Par Nanfandima Condé
Avec ce financement renforcé, le gouvernement sénégalais entend moderniser son agriculture et accélérer la souveraineté alimentaire. Au programme, la subvention des intrants, le développement d’infrastructures agricoles, et surtout le lancement de l’initiative « Allo tracteur », destinée à démocratiser l’accès aux équipements motorisés. Une réponse directe aux défis liés à la culture de l’arachide, première culture d’exportation du pays.

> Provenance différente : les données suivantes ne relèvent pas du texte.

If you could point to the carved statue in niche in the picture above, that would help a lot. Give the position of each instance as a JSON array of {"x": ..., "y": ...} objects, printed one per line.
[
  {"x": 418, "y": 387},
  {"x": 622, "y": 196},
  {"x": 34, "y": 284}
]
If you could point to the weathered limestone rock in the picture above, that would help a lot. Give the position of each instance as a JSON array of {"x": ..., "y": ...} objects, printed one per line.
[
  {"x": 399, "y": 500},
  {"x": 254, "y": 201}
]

En Guinée, le ministre guinéen de l’Agriculture et de l’Élevage Félix Lamah, a annoncé un budget de 115 milliards de GNF pour soutenir 2,5 millions de producteurs agricoles et un million d’éleveurs. Un effort conséquent sur le papier, mais qui, converti en FCFA, reste très limité face aux défis à relever.

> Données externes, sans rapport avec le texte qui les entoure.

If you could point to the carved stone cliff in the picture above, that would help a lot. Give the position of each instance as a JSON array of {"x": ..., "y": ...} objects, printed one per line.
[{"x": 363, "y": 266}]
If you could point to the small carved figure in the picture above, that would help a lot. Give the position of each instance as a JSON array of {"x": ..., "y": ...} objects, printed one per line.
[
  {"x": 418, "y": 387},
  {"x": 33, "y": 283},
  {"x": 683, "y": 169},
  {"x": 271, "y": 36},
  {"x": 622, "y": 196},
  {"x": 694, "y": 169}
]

Ce décalage entre ambitions affichées et moyens financiers alloués soulève une question centrale : peut-on réellement transformer le secteur agricole guinéen avec un budget aussi restreint ?
Alors que l’insécurité alimentaire progresse sur le continent et que les chaînes d’approvisionnement restent fragiles, les choix budgétaires en matière agricole prennent une dimension cruciale.
Faut-il investir massivement aujourd’hui pour garantir l’autonomie alimentaire de demain ?
Ou continuer à avancer par petits pas dans un secteur pourtant vital pour la majorité des populations ?
La réponse, plus que jamais, se trouve dans les priorités politiques que chaque pays est prêt à se donner.